In questo modo, finalmente, si farebbe chiarezza e soprattutto si eviterebbe di lasciar pensare a chiunque che stipendi e cariche pubbliche possano essere strumenti per compensare la stima e la fiducia reciproca e non per retribuire funzioni pubbliche nell’esclusivo interesse della Nazione.
Soprattutto, si riuscirebbe meglio a capire che la pubblica amministrazione è al servizio dei cittadini e degli organi politici elettivi, ma non dei partiti. La costituzione di un ufficio pubblico non può e non deve essere equivalente all’occupazione di “attivisti” ed esponenti dotati di tessera o, comunque, selezionati in base ad una dichiarata militanza.
I partiti svolgano la loro importante funzione di formazione di indirizzi politici e selezione del personale da candidare alle cariche pubbliche, ma restando sempre fuori dalla soglia di ingresso nelle istituzioni.

1 commento:

  1. Se dovessimo essere molto pignoli, anche l'invito a un convegno può vedersi come motivo di corruzione, la scrittura dell'introduzione sia pure gratuita di un libro, l'intervista a un giornale invece che a un altro ecc. ecc.
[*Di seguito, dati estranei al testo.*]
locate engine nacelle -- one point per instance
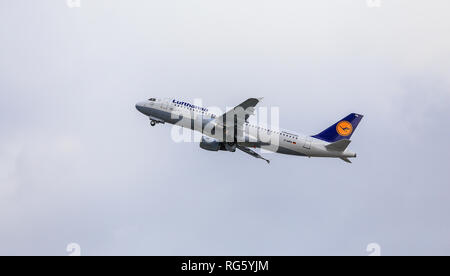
(210, 144)
(230, 147)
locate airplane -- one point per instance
(232, 130)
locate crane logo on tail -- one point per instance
(344, 128)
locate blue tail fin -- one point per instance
(340, 130)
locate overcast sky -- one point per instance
(79, 164)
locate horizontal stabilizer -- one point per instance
(346, 159)
(340, 145)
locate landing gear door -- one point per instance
(307, 144)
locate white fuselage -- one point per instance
(280, 141)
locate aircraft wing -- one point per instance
(238, 116)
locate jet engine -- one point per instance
(210, 144)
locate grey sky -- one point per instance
(79, 164)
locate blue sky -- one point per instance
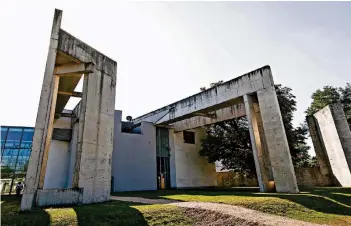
(168, 50)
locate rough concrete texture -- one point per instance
(93, 152)
(319, 148)
(192, 170)
(343, 129)
(59, 197)
(221, 96)
(278, 148)
(41, 129)
(223, 114)
(57, 165)
(134, 158)
(261, 157)
(329, 135)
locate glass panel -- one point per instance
(27, 138)
(13, 138)
(3, 135)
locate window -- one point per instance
(189, 137)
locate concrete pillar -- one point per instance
(258, 143)
(278, 148)
(321, 154)
(334, 137)
(343, 130)
(43, 118)
(95, 140)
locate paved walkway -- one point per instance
(235, 211)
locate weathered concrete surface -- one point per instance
(57, 165)
(221, 96)
(41, 129)
(223, 114)
(332, 134)
(319, 148)
(278, 148)
(192, 170)
(58, 197)
(134, 158)
(69, 57)
(343, 130)
(258, 142)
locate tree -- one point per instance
(229, 141)
(329, 95)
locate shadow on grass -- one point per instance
(326, 200)
(107, 213)
(10, 214)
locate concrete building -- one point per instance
(76, 152)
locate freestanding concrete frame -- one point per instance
(253, 95)
(92, 122)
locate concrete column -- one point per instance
(95, 143)
(278, 148)
(334, 138)
(343, 130)
(43, 119)
(258, 143)
(321, 154)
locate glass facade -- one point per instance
(16, 144)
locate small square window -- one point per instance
(189, 137)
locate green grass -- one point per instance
(320, 205)
(108, 213)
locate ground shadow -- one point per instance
(10, 215)
(326, 200)
(107, 213)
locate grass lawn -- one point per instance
(108, 213)
(318, 205)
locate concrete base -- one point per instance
(59, 197)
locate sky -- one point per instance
(166, 51)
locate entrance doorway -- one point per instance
(162, 158)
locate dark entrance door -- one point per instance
(163, 154)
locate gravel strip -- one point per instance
(239, 212)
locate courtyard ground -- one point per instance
(320, 205)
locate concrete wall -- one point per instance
(192, 170)
(72, 156)
(58, 197)
(329, 135)
(343, 130)
(57, 166)
(134, 158)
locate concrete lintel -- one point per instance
(72, 94)
(215, 98)
(74, 69)
(235, 111)
(209, 115)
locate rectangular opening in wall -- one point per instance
(189, 137)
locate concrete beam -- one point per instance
(215, 98)
(74, 69)
(223, 114)
(72, 94)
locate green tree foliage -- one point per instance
(329, 95)
(229, 141)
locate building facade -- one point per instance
(16, 144)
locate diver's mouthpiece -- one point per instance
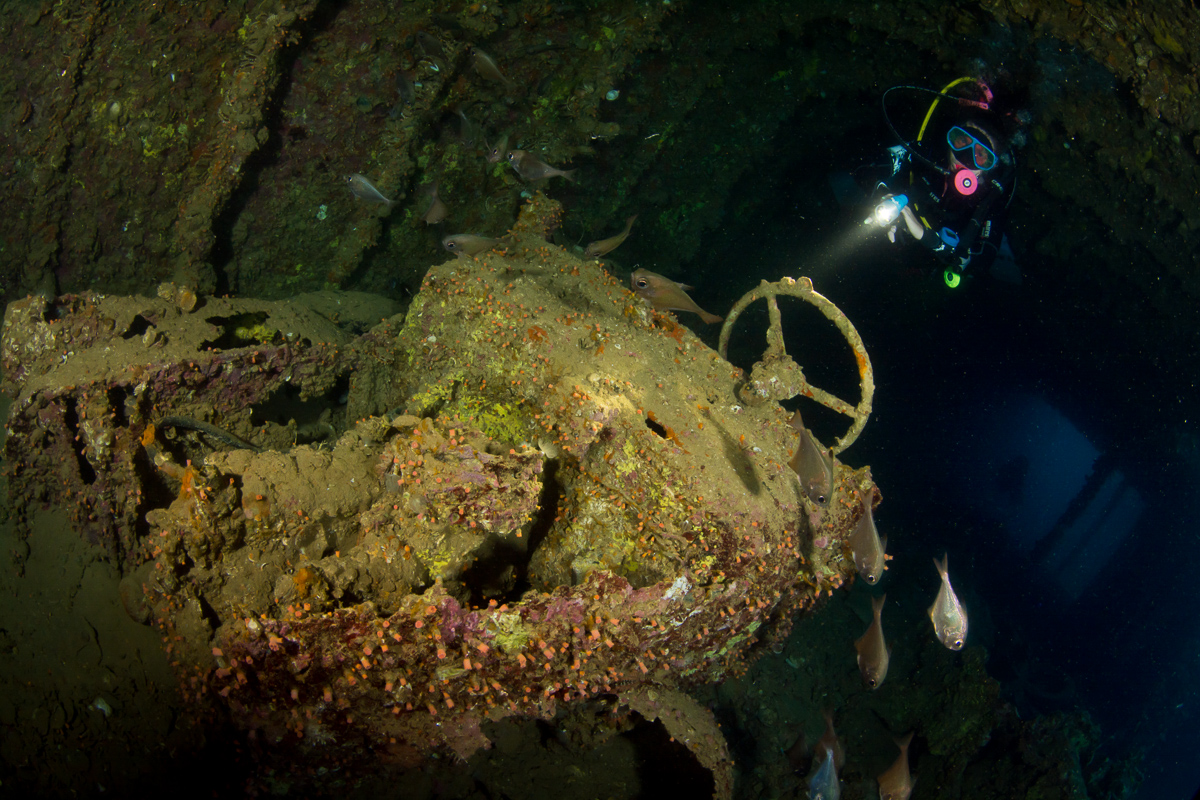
(965, 181)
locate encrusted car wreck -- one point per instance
(367, 535)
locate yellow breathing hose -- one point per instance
(929, 115)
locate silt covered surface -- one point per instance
(547, 499)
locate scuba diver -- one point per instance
(952, 199)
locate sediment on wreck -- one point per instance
(555, 500)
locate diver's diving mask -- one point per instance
(959, 139)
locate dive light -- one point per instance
(888, 210)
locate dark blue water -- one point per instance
(1067, 509)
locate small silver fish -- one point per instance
(665, 294)
(873, 650)
(949, 618)
(499, 151)
(486, 66)
(604, 246)
(867, 546)
(365, 190)
(811, 464)
(897, 783)
(531, 168)
(829, 741)
(437, 210)
(463, 245)
(825, 785)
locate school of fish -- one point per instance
(815, 469)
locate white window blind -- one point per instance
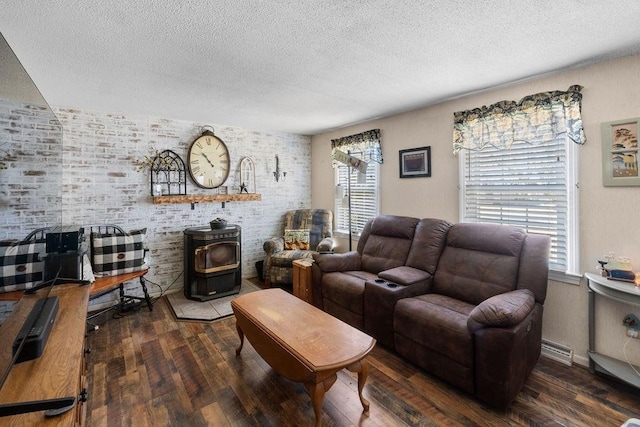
(364, 198)
(529, 186)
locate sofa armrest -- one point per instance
(273, 245)
(326, 245)
(404, 275)
(348, 261)
(506, 309)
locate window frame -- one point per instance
(572, 274)
(340, 229)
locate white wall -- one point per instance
(608, 215)
(101, 185)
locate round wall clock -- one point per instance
(208, 160)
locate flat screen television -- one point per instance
(30, 127)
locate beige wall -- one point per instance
(608, 215)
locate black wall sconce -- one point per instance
(277, 173)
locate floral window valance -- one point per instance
(535, 119)
(367, 144)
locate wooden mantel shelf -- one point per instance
(196, 198)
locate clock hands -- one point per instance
(207, 159)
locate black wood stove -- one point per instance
(212, 262)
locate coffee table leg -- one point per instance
(241, 335)
(316, 391)
(362, 368)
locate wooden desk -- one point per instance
(60, 371)
(302, 286)
(301, 342)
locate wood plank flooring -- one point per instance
(147, 369)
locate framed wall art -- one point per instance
(620, 153)
(415, 162)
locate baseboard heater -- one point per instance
(557, 352)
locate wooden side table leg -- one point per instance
(241, 335)
(362, 368)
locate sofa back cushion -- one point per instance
(428, 243)
(387, 241)
(479, 261)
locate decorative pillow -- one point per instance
(21, 265)
(296, 240)
(115, 254)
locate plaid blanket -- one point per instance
(115, 254)
(21, 265)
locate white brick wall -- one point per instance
(101, 185)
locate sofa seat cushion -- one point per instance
(439, 323)
(286, 258)
(346, 289)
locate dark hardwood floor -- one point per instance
(147, 369)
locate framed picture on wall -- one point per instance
(415, 162)
(620, 153)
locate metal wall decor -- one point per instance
(247, 175)
(278, 173)
(168, 174)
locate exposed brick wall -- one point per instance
(31, 145)
(101, 185)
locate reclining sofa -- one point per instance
(462, 301)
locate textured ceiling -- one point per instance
(301, 66)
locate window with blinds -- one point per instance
(364, 198)
(529, 186)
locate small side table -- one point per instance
(616, 290)
(302, 279)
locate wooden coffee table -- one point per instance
(301, 342)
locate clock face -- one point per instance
(208, 161)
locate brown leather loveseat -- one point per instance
(462, 301)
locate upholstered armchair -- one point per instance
(306, 231)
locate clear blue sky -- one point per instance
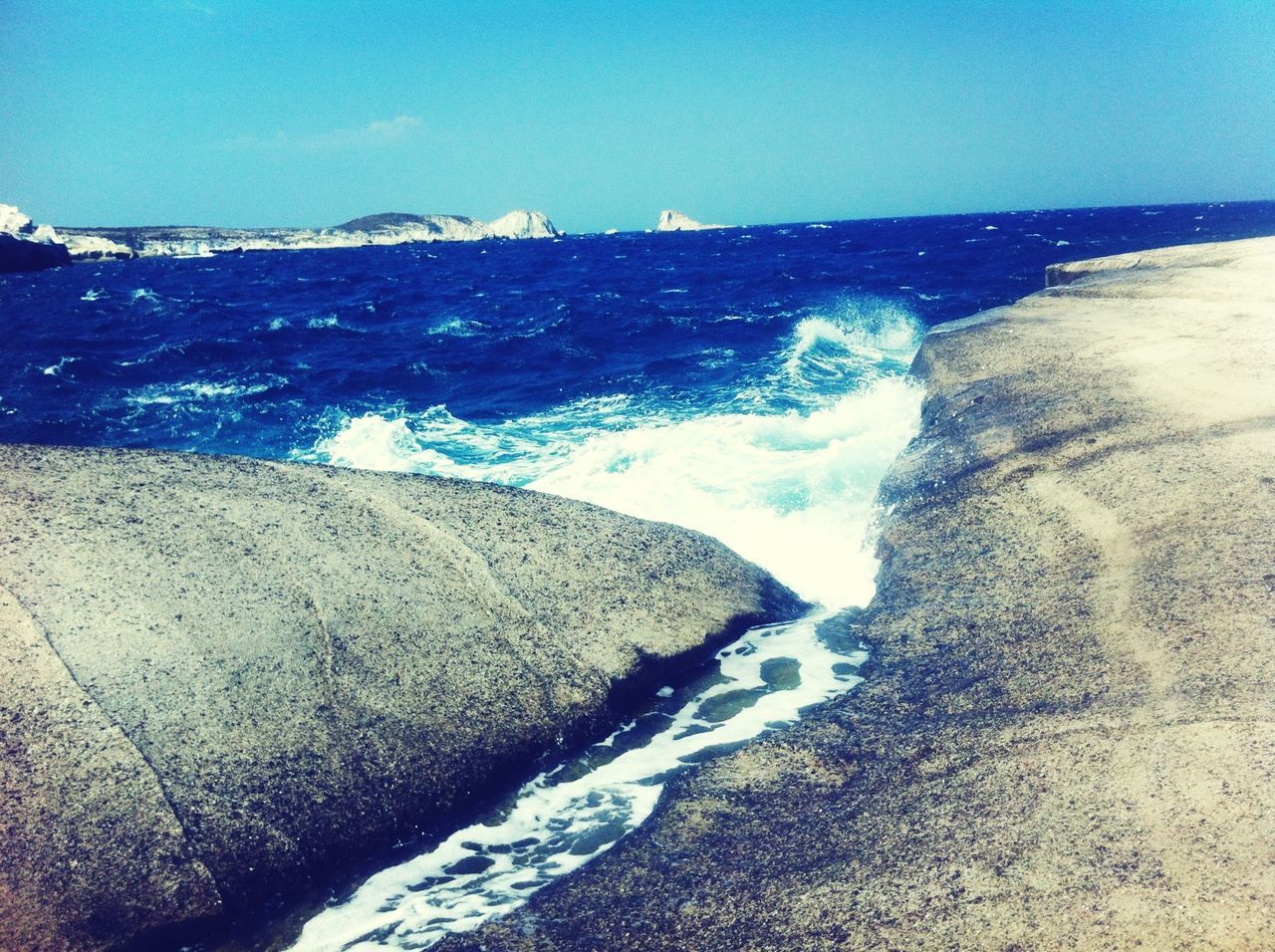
(602, 114)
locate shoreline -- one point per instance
(230, 679)
(1064, 734)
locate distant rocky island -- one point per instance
(23, 246)
(26, 246)
(670, 221)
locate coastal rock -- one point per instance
(87, 247)
(672, 221)
(523, 224)
(1065, 738)
(27, 247)
(386, 228)
(226, 677)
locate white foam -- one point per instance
(793, 491)
(559, 824)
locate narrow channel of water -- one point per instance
(564, 817)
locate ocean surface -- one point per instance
(747, 382)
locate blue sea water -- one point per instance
(750, 382)
(710, 377)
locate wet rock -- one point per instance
(221, 678)
(1065, 738)
(27, 247)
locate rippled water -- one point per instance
(747, 382)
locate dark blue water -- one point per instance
(749, 382)
(267, 354)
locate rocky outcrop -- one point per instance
(523, 224)
(90, 247)
(222, 677)
(672, 221)
(27, 247)
(387, 228)
(1066, 737)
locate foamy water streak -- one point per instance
(786, 473)
(565, 817)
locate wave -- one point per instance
(792, 490)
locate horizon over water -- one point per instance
(749, 382)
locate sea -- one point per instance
(749, 382)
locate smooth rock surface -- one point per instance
(1066, 738)
(224, 675)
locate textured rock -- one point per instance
(523, 224)
(1066, 738)
(672, 221)
(387, 228)
(27, 247)
(224, 675)
(87, 247)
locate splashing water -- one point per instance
(791, 490)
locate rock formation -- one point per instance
(387, 228)
(27, 247)
(672, 221)
(1066, 737)
(223, 677)
(523, 224)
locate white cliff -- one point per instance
(670, 221)
(26, 246)
(389, 228)
(523, 224)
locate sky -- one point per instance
(602, 114)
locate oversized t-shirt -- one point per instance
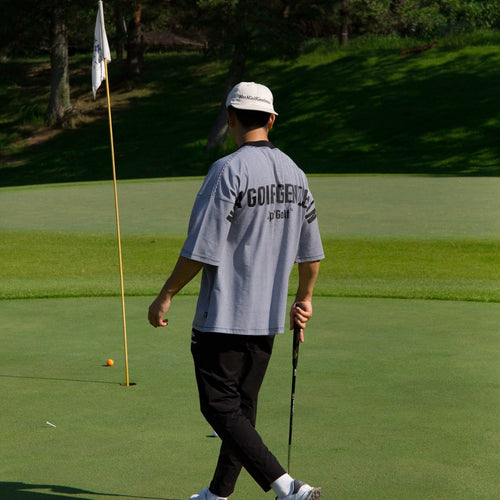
(253, 218)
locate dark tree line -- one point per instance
(233, 29)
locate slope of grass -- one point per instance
(45, 264)
(363, 108)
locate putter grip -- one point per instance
(296, 342)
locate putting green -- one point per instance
(362, 206)
(395, 399)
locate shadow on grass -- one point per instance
(364, 112)
(21, 491)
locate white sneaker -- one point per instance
(302, 491)
(206, 494)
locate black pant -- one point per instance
(229, 372)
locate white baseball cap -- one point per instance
(251, 96)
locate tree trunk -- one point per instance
(135, 45)
(219, 131)
(59, 103)
(121, 32)
(344, 29)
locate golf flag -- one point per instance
(101, 50)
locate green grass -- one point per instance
(45, 264)
(399, 237)
(394, 399)
(358, 109)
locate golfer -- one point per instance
(253, 218)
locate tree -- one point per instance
(265, 27)
(59, 104)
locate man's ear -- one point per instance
(231, 117)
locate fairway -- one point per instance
(396, 399)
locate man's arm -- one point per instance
(184, 271)
(308, 272)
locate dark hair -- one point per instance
(250, 119)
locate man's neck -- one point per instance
(259, 134)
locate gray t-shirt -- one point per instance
(253, 218)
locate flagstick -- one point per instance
(117, 226)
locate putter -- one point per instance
(295, 360)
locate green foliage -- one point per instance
(361, 108)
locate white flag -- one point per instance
(101, 51)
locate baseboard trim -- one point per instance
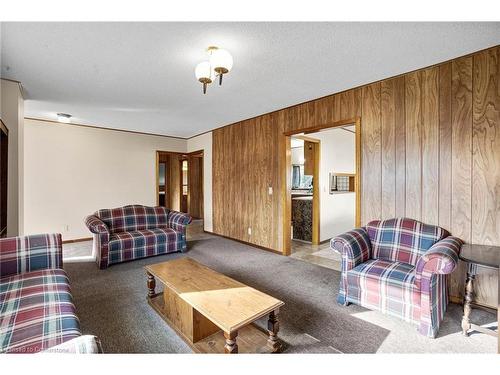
(78, 240)
(245, 242)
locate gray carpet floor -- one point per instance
(112, 304)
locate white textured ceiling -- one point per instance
(139, 76)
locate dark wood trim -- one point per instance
(183, 156)
(349, 89)
(285, 173)
(104, 128)
(245, 242)
(84, 239)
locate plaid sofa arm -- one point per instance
(96, 225)
(441, 258)
(86, 344)
(30, 253)
(354, 246)
(178, 221)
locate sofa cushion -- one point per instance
(36, 311)
(143, 243)
(402, 240)
(133, 218)
(385, 286)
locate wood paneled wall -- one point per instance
(195, 186)
(430, 151)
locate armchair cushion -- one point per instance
(30, 253)
(96, 225)
(354, 246)
(37, 311)
(143, 243)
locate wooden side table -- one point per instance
(474, 256)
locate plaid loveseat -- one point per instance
(136, 231)
(36, 308)
(398, 266)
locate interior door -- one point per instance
(195, 185)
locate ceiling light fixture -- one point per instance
(64, 117)
(220, 62)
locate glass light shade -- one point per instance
(220, 58)
(203, 72)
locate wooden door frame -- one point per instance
(200, 154)
(157, 178)
(286, 186)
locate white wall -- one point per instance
(337, 211)
(71, 171)
(12, 112)
(204, 142)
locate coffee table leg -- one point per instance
(231, 346)
(469, 290)
(273, 327)
(151, 285)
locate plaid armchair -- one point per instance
(398, 266)
(136, 231)
(36, 307)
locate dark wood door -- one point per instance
(3, 176)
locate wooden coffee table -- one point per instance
(210, 310)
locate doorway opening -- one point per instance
(179, 182)
(322, 189)
(4, 143)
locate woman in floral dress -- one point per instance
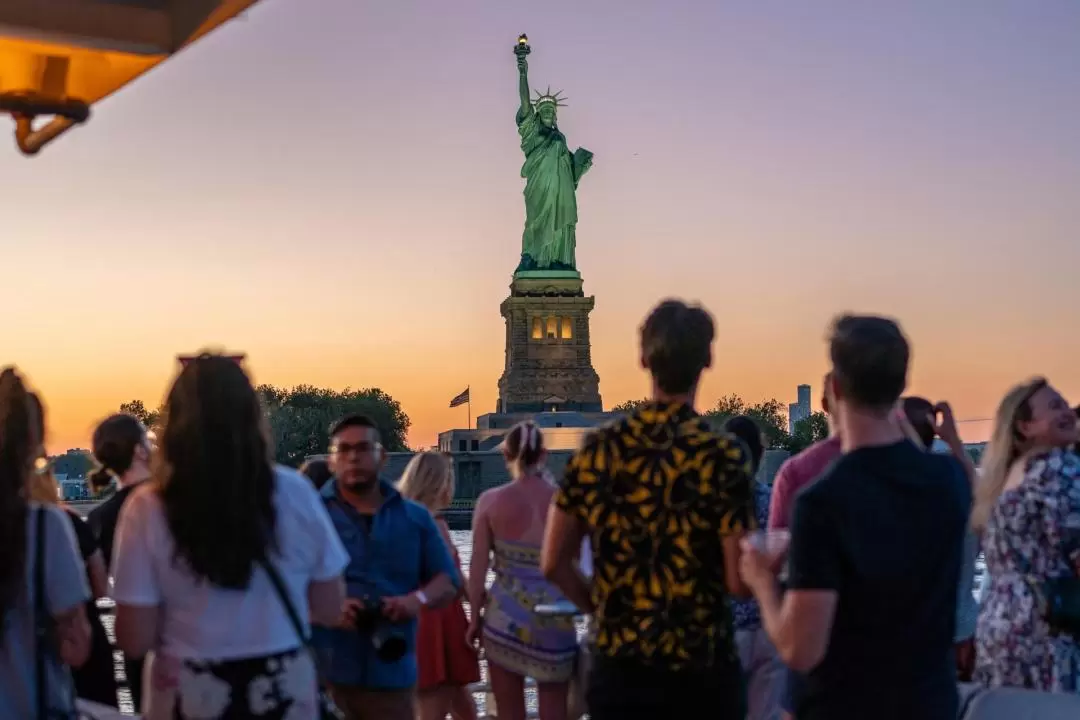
(1027, 506)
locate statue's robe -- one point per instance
(551, 208)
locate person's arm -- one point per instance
(66, 591)
(734, 488)
(98, 575)
(325, 587)
(567, 524)
(135, 588)
(800, 623)
(780, 504)
(558, 558)
(440, 575)
(444, 531)
(92, 556)
(947, 431)
(481, 560)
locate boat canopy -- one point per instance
(58, 57)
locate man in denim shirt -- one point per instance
(761, 666)
(399, 565)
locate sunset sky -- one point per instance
(333, 188)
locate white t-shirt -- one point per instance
(202, 622)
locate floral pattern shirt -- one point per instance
(1033, 535)
(658, 492)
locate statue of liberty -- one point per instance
(551, 174)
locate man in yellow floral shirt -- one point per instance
(664, 502)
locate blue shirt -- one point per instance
(394, 552)
(745, 614)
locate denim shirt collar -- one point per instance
(390, 493)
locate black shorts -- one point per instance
(624, 690)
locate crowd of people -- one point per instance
(845, 588)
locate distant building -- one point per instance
(799, 409)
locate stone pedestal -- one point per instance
(549, 352)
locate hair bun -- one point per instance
(99, 479)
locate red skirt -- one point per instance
(442, 654)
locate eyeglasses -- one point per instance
(359, 448)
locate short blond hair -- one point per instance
(428, 479)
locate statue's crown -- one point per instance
(549, 97)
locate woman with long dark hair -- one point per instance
(1026, 503)
(95, 680)
(213, 552)
(37, 552)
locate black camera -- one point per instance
(388, 640)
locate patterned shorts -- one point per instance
(280, 687)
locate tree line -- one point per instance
(770, 416)
(299, 418)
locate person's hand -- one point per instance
(350, 609)
(473, 634)
(945, 423)
(402, 608)
(757, 568)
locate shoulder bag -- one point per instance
(327, 710)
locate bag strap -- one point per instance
(40, 615)
(279, 588)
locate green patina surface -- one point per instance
(551, 174)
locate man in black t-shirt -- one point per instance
(875, 553)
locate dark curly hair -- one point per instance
(115, 443)
(19, 445)
(214, 473)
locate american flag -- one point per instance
(461, 398)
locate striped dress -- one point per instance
(515, 638)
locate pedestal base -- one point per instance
(549, 354)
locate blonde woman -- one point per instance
(1026, 501)
(447, 664)
(508, 533)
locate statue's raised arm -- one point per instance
(522, 51)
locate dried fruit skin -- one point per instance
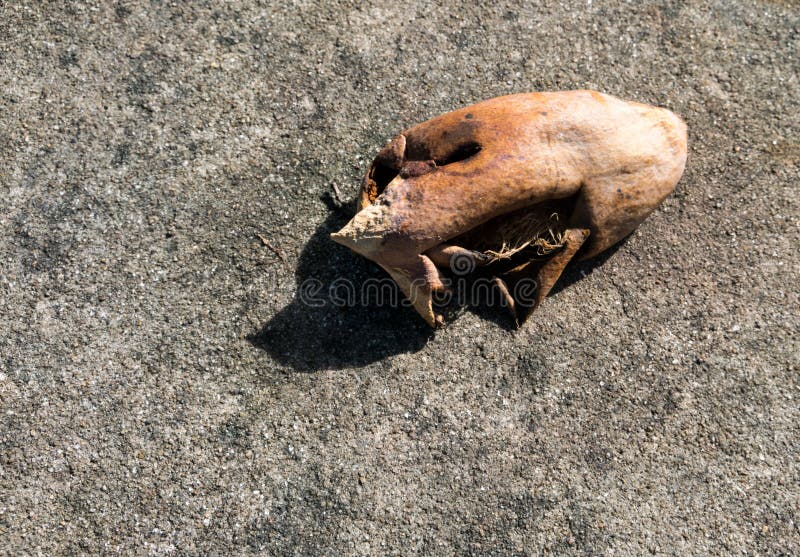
(610, 161)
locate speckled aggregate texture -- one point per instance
(164, 391)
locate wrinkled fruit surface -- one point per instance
(517, 186)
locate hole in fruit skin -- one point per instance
(381, 174)
(383, 170)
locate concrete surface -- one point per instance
(163, 392)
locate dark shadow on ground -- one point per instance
(322, 329)
(347, 312)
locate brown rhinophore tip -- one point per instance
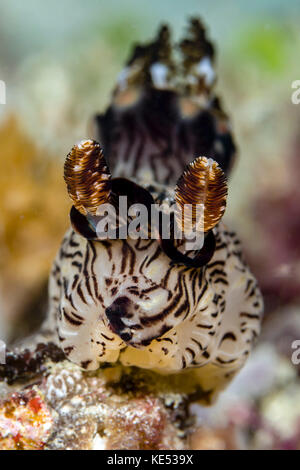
(87, 177)
(204, 184)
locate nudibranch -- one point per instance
(149, 302)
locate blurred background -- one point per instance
(59, 61)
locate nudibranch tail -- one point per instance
(87, 177)
(202, 184)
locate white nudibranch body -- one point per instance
(150, 302)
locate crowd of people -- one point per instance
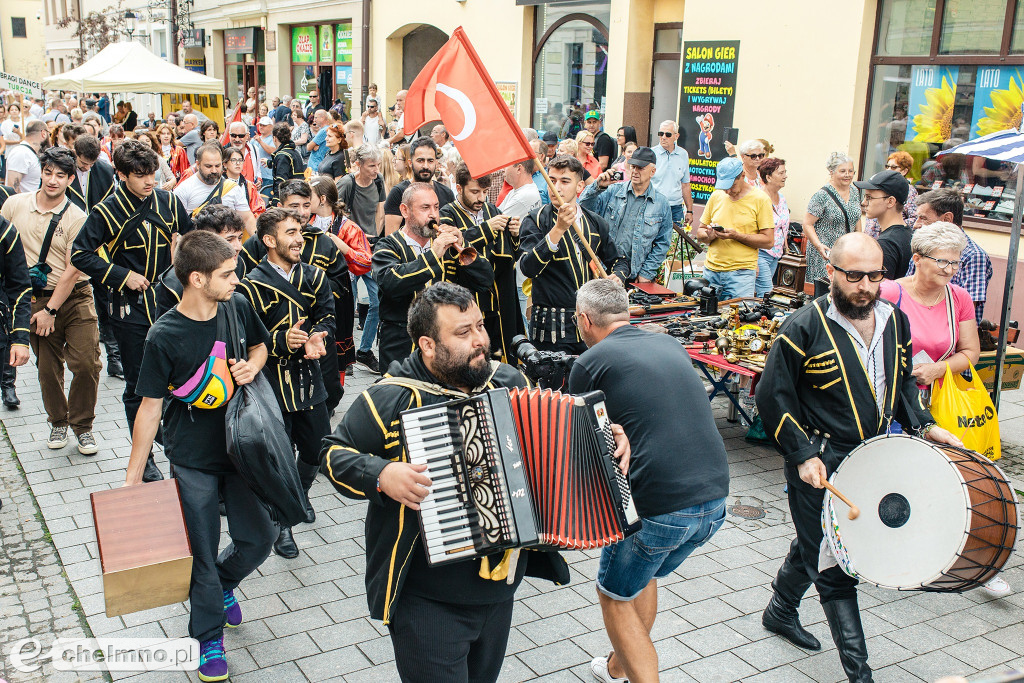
(135, 237)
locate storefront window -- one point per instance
(571, 67)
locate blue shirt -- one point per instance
(640, 225)
(673, 171)
(316, 157)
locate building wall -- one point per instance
(803, 90)
(23, 56)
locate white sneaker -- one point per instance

Comportamenti adottati dal 99,9% delle persone che contano in Italia. Perchè sotto un piano puramente logico, se altrimenti interpretate le norme manterranno in vita la vera corruzione e colpiranno solo chi sbaglia in buona fede. Però, se si perde di vista la ragionevolezza delle norme e delle interpretazioni, di un funzionario, di un Magistrato, di un'Autorità, dovremmo leggere il nome solo negli atti ufficiali. La stampa sta facendo le pulci alla Raggi, ma non ad altre centinaia di migliaia di politici e Autorità varie; basta cambiare obiettivo e le scoperte e le considerazioni, tra un dire e non dire, supporre e sospettare, saranno uguali.